On Fri, 28 Nov 2014 16:14:03 +0800, Timothy Sipples <[email protected]> wrote:
>
>Setting aside current pricing, what are the characteristics of hard disks
>that make them better suited to particular use cases than (modern, current)
>SSD?

You make a fair point that if pricing is not an object, then there's no 
particular use case for spinning disk that comes to mind. If you figure that 
the durability issues can be overcome with over-provisioning, then the the 
durability issue is simply a price issue as well. (Mostly, I'm not sure if SSDs 
are more or less susceptible to data rot simply sitting unused on a shelf.)

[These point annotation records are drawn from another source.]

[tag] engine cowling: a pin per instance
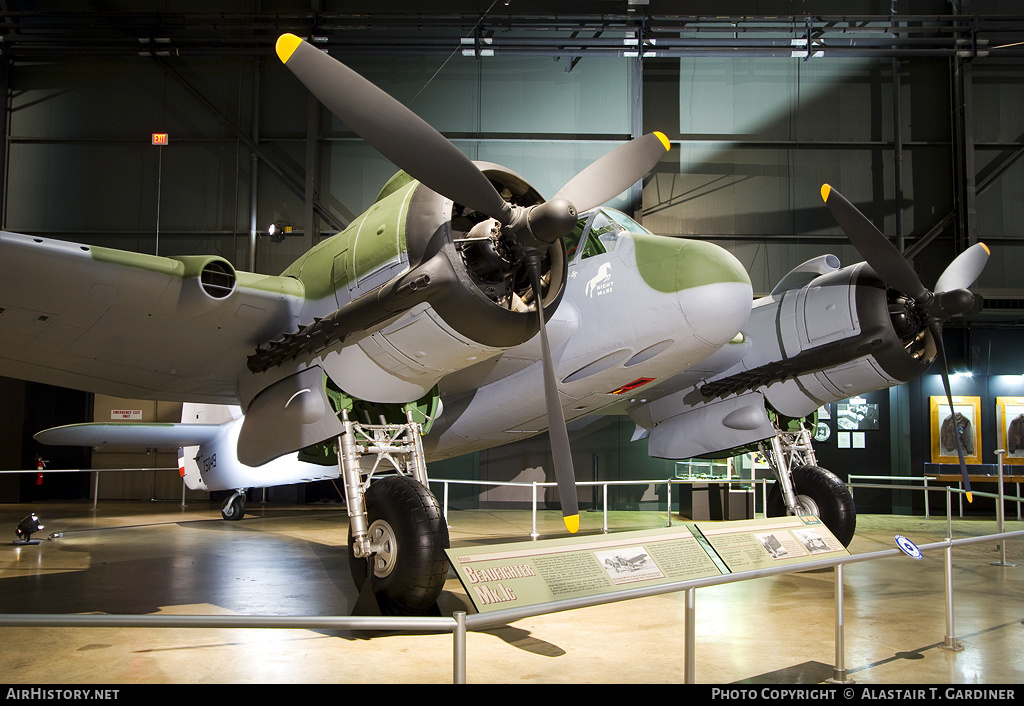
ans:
(423, 287)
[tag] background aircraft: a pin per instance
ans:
(465, 306)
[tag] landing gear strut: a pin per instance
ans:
(235, 506)
(397, 533)
(804, 488)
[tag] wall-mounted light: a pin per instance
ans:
(279, 230)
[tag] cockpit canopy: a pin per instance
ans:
(598, 232)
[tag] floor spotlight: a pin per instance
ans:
(26, 529)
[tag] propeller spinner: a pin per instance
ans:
(951, 295)
(415, 147)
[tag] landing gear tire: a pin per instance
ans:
(821, 494)
(235, 507)
(410, 567)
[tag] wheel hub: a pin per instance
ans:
(384, 546)
(807, 505)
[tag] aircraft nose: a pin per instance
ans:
(712, 287)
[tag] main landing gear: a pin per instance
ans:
(804, 488)
(397, 534)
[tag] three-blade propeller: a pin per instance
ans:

So the question would be how quickly can SSD pricing can catch (and likely have 
to pass to deal with the durability/over-provisioning) issue? If SSD capacity 
follows Moore's law and disk doesn't improve substantially, that could be as 
soon as 6 years or so. It would be interesting to find some historical disk and 
SSD capacity pricing over the last 6 years to see if that looks plausible. 

Hmmm.... According to the wayback machine, Newegg November 2008 best SSD price 
was $2.25/GB. Best hard drive price easily accessible was $0.12/GB. Today 
Newegg's best SSD prices are about $0.38 and best HDD prices are just over 
$0.03/GB. Make of that as you will, but my guess is that over the next 10 
years, spinning HD capacity will remain cheaper than SSD. But at relatively 
small capacities, the price difference will likely become immaterial.